The ABTS assay is a standard method for measuring antioxidant activities (Yang et al., 2019). The radical of 2,2′-azino-bis-(3-ethylbenzothiazoline-6-sulfonic acid), i.e., ABTS·+, is produced via oxidation of ABTS by potassium persulfate. The mechanism of this assay is reduction of ABTS·+ in the presence of an antioxidant (Re et al., 1999). Some researchers have found that ginseng contains various antioxidant compounds (Chung et al., 2017). Fig. 1 depicts the results of ABTS radical-scavenging assays of ginseng extract-supplemented quark cheese. Increasing concentration of the ginseng extract caused a concomitant increase in the ABTS radical-scavenging activity (r=0.803, p<0.01). The ABTS radical-scavenging activities of the cheeses fortified with 0%, 0.5%, or 1.0% of the ginseng extract were 4.22%±0.12%, 20.14%±1.34%, and 56.32%±1.54%, respectively. This effect may be due to polyphenolic compounds such as flavonoids as well as various ginsenosides found in the ginseng extract (Chen et al., 2009; Jung et al., 2016; Ramesh et al., 2012).
The sensory attributes of quark cheese supplemented with different concentrations (0.1%, 0.5%, or 1.0%) of the ginseng extract are presented in Fig. 2. The ginseng flavor and taste increased significantly with the increasing concentration of the ginseng extract in quark cheese (p<0.05). Flavor properties such as bitterness and ginseng odor significantly increased with the increasing concentration of the ginseng extract (p<0.05). In addition, the score of the aftertaste increased with the concentration of the ginseng extract. In terms of total quality, there was no significant difference between the no-supplement control and the samples with less than 0.5% of added ginseng extract in quark cheese (p>0.05). Many researchers have noted that the addition of ginseng extract to other food products generally has negative sensory scores, despite the biofunctional activities of this ingredient toward human health (Lee et al., 2008; Lee et al., 2011). In contrast, our study revealed that the addition of the ginseng extract at a concentration of less than 0.5% did not significantly affect the total quality score.

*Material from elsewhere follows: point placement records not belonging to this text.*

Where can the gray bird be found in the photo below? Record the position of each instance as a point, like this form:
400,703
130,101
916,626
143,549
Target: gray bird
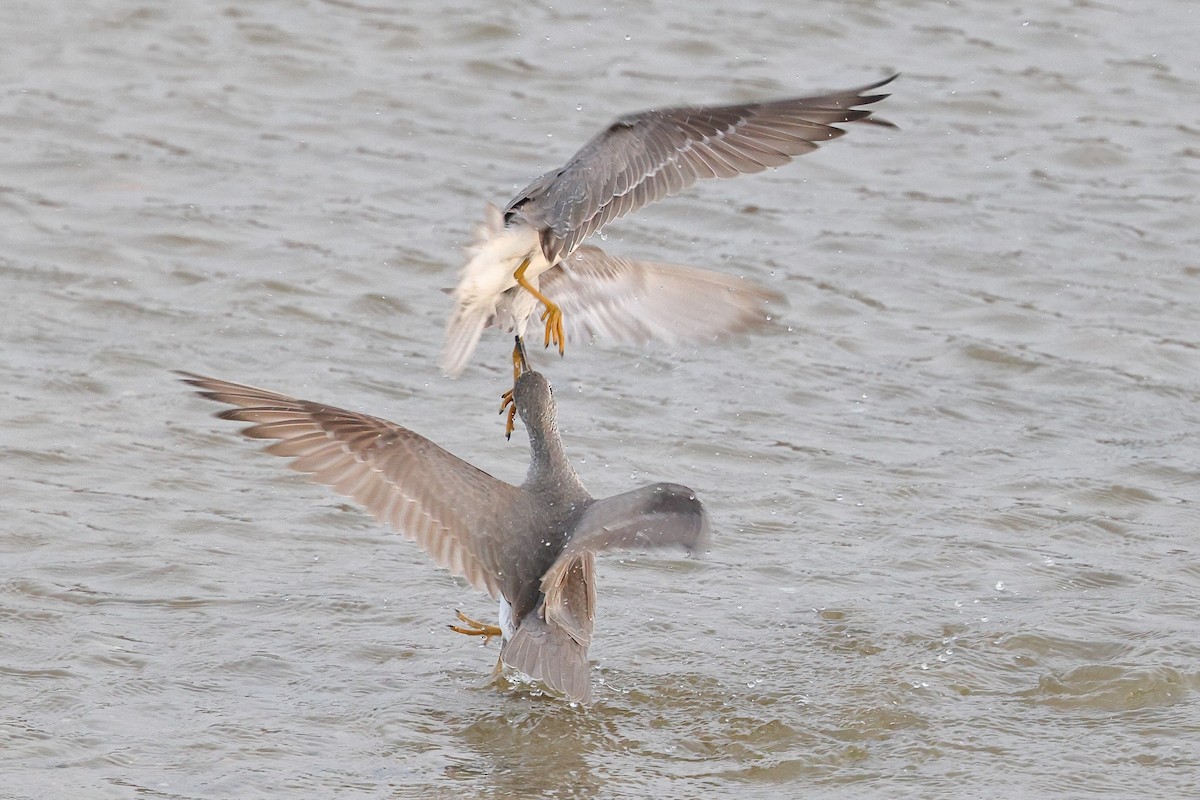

This study was designed to develop ginseng extract-supplemented quark cheese and to evaluate its antioxidant effects (as possible benefits for human health), physicochemical changes (including color and texture), and sensory properties, as compared to a no-supplement control. The data on lactic acid bacterial counts, color, texture, and sensory evaluation from this study indicate that ginseng extract concentrations of 0.5% could be applicable to the development of quark cheese with biofunctional activities, such as antioxidant effects. It is known that ginseng extract contains various ginsenosides with biofunctional properties toward human health. In addition, some adult diseases are caused by oxidative stress in the human body. Therefore, ginseng extract-supplemented cheese products may help to maintain human health and prevent such diseases. Furthermore, the production of quark cheese that contains ginseng extract may broaden the applications of ginseng and increase the demand for cheese products.